Dans le même temps, j'ai craqué pour une Eupatoire dont je rêvais depuis longtemps. Je la voulais blanche et j'ai donc décidé de l'acheter en fleurs. La voilà en place, sous l'arche des rosiers... Un blanc porcelaine qui me ravit!


Quelques asters ont complété mes achats, mais ils ne fleurissent pas encore... Seuls les plus anciens démarrent sous la pluie.
Le très prolifique et gratifiant A. Heinz Richard, au rose éclatant


et l'A. Saphir, qui court ou bon lui semble dans le jardin...


Mes deux dahlias "de toujours" ont eux aussi fleuri à divers endroits du jardin leurs bulbes devenant si gros que je les multiplie au fil des années...

Aramis, le prince sombre, toujours si décoratif


et Rosabelle, qui a fait partie de tous mes jardins depuis tant d'années!

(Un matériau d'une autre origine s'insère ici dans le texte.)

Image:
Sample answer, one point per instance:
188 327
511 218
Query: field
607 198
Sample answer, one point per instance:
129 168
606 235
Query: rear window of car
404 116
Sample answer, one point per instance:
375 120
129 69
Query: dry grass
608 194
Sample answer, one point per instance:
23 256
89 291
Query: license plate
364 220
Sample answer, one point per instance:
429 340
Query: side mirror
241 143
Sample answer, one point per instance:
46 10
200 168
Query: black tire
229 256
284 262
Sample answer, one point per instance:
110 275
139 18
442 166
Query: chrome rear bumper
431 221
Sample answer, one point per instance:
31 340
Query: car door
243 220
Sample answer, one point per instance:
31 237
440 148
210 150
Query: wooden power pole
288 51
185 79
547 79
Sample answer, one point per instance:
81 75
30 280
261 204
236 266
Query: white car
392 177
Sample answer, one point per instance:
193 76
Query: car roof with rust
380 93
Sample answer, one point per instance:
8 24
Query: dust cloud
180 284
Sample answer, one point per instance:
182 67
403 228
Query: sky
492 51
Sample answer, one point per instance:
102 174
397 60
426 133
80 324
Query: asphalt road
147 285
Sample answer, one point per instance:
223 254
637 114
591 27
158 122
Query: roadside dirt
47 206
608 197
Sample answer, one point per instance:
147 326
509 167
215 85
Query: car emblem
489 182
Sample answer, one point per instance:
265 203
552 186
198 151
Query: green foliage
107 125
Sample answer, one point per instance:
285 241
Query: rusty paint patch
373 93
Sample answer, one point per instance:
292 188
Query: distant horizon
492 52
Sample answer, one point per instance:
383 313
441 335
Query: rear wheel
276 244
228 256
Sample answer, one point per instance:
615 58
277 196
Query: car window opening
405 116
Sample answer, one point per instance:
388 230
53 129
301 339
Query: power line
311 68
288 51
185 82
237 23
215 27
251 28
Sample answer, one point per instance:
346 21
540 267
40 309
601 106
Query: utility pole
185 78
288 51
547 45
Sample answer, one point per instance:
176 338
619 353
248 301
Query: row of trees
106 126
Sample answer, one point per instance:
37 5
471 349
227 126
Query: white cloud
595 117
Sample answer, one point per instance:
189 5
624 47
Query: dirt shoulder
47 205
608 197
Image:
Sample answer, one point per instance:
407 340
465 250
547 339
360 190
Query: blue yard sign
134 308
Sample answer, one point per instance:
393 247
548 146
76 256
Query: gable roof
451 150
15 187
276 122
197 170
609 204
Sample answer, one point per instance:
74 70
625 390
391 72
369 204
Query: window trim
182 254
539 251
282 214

Des "classiques" qui ne m'ont jamais fait défaut! Mais je ne peux oublier Eveline, si blanche, et si courageuse cette année sous pluie! Un blanc parfait dans les massifs. J'aurais rêvé de vous la montrer en compagnie de son homonyme, le rosier Evelyn - tout en délicatesse. Mais ce dernier n'a pas refleuri et a perdu toutes ses feuilles, attaqué par le marsonia.


Je finirai ce long billet par le champion des champions: Le géranium Rozanne, qui a fleuri sans discontinuer et ne fait pas encore mine de faiblir. Je n'en avais entendu que du bien - et vu de bien beaux - mais je n'y croyais pas tant que ça! Pourtant... 


Il n'a a mes yeux qu'un seul défaut : il est très prolifique, presque trop, pour mon petit jardin! Mais sinon j'aime tout de lui!
Que nous réserve octobre? j'espère un été indien, histoire de planter les bulbes commandés dans le soleil...

mardi 5 septembre 2017

Blanc, blanc, blanc...

A la belle initiative de Marie-Claude, et avec quelque retard, je le sais, j'ai cherché du blanc au jardin. Partie pessimiste, j'en suis revenue riche puisque j'en ai trouvé sept - rien que dans ma cour du nord, dont - je vous le rappelle - le blanc et le jaune sont les couleurs dominantes.

Commençons par le blanc le plus éclatant, celui de Crystal Fairy, le rosier bien nommé qui fait une timide remontée...


La mauve musquée, taillée court après sa première floraison, commence une nouvelle série de corolles. Elle se resème où bon lui semble, et celle-ci a choisi le pied aride du mur....


L'ail vert - ou ail plat, ou ail chinois - glisse ses ombelles entre les feuilles de la sauge dans le "carré" des herbes aromatiques. J'aime l'association au jardin - et sur les pommes de terre vapeur!


Pour dominer tout ce petit monde, l'Heptacodium, bourdonne toute la journée. Abeilles, syrphes, mouches et frelons en sont absolument fous. Bon, les frelons, je vous l'accorde, c'est surtout pour chasser les autres volants! Leur manège est absolument terrifiant d'efficacité.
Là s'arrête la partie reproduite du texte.